You are sifting the sand for anything that sticks, hoping there are clues in those grains. There are no answers in this sleuthing, in this trying to narrow the odds. Only more fear.

This is one of only two things we can ever truly grasp: it is the terror that comes with the prospect of loss. Everything else is a river of sand through your fingers. In time, if you are prepared to let it go, your fear too will trail away and you will find your voice.

She wants to hear you, that much is clear. She wants to know if you have the courage to feel what you feel. Do you? Is the sensation of flying too much for you? Have you room in your soul for a visitor who may choose to leave at any moment?

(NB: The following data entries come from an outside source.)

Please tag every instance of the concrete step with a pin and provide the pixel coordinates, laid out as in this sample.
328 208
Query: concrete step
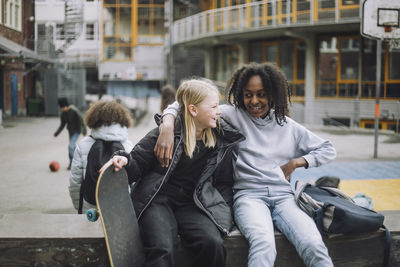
71 240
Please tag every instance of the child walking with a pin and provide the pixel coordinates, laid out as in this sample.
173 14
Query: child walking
193 196
275 146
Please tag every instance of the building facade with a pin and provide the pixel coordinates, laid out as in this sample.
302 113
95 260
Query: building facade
131 58
18 61
330 67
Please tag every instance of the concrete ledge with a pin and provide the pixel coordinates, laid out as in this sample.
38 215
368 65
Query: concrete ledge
71 240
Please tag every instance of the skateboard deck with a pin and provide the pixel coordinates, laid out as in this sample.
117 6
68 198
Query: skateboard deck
118 219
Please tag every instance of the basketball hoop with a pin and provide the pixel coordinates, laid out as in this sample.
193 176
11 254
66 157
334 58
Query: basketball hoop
389 36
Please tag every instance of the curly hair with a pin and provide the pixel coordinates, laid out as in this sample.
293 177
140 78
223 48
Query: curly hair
274 83
105 113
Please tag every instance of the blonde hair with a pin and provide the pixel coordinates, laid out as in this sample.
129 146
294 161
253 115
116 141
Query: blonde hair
193 92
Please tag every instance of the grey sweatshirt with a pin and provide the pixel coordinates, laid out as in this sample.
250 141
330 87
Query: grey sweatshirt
269 146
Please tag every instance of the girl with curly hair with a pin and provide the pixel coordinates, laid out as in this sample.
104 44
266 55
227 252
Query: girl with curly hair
193 196
108 121
275 146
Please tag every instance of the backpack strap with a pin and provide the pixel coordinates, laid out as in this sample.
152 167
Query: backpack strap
80 200
81 189
386 252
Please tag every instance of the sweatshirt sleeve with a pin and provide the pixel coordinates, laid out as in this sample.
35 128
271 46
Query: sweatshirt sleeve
316 151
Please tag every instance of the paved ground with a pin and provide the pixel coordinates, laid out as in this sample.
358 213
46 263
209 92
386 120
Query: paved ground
27 146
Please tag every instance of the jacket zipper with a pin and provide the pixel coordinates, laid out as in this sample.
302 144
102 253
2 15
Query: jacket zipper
200 205
162 181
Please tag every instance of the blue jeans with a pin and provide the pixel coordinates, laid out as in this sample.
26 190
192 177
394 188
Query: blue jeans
258 210
71 146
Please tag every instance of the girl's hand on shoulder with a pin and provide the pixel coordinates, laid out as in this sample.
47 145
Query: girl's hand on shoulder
118 161
165 145
291 166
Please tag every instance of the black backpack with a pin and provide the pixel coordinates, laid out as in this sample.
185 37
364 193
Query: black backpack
336 213
100 152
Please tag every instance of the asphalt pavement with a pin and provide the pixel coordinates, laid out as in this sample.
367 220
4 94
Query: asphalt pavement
27 146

I know you do, your breathing has changed; so before you suffocate, before your silence and your vague approximate hinting cuts the oxygen to this miraculous flame, add the fuel. Her response is not yours to imagine, but the hymn of your love is for you alone to recite.

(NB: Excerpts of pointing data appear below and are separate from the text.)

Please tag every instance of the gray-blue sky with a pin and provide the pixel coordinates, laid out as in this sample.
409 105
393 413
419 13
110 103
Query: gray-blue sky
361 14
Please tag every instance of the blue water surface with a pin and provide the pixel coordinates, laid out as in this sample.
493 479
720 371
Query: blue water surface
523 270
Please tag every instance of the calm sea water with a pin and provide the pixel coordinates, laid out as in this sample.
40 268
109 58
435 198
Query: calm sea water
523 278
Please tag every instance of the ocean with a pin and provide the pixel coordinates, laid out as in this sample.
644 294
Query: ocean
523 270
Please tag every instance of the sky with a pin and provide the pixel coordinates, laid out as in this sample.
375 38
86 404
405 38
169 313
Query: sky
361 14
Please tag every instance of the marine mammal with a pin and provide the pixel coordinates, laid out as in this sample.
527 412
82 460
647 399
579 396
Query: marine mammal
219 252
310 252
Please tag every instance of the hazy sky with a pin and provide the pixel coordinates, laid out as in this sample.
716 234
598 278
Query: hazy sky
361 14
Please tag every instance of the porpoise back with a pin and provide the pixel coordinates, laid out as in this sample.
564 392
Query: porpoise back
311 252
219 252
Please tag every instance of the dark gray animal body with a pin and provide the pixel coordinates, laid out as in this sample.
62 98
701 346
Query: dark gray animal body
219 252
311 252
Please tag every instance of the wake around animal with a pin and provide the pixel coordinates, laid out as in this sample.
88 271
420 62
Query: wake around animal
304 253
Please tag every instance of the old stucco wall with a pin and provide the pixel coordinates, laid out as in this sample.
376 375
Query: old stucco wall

Say it. I have loved others before. I have loved and tried to possess and I have loved at the other extreme too, forgetting to care. The price has been paid, it was nearly too much, but now I have a lightness, an almost divine poverty, an emptiness that is full of you, my love.

You, my love. You, my love.

Can you feel it now? She may welcome you to her bed or ask you to leave and none of that matters because love is not a beggar. You are learning to love her for her and not just for you. Love burns despite.

Yet what is a fire that does not warm the soul? Flames dance the same in both light and dark, giving birth to planets and returning everything to the heart of stars. All of creation is carved in fire.

Ah, you are ready. You are walking to the foot of her stairs, little pilgrim, with your kernel of light. Shine it, boy. Let it blind you as it shows you the way.

She is waiting like a shimmer, like a petal drifting … unpossessable. Be as a river in this moment and you will come to know one of only two things we can ever truly grasp: the divine cascade of loving. In time, if you are prepared to let it flow, your hunger will also float away and you will come at last to the sea.

And that is where she too will be.

[This letter is an excerpt from a series of related short stories called Longing.]

Love letter # 231

It’s a beautiful time of year. Almost as beautiful as you.

The scent of promise, the smell of skin, the bittersweet buzz of longing – this is how I feel you in my body; alive and electric, deep and wordless.

These syllables are a proxy – nothing like the way I really feel. That I can’t describe, not even to call it a hunger.

Right now, the light is like honey and the air is like feathers. The evening is made of music and I’m already dancing. It’s almost as lovely as you.

Love letter # 212

You drove a river right through me – pierced me with a parcel of light. Breath suspended – I was quiet inside – like the still of a beautiful evening. And when I inhaled – you flowed – and I was made of you – and you were made of me – and we became we.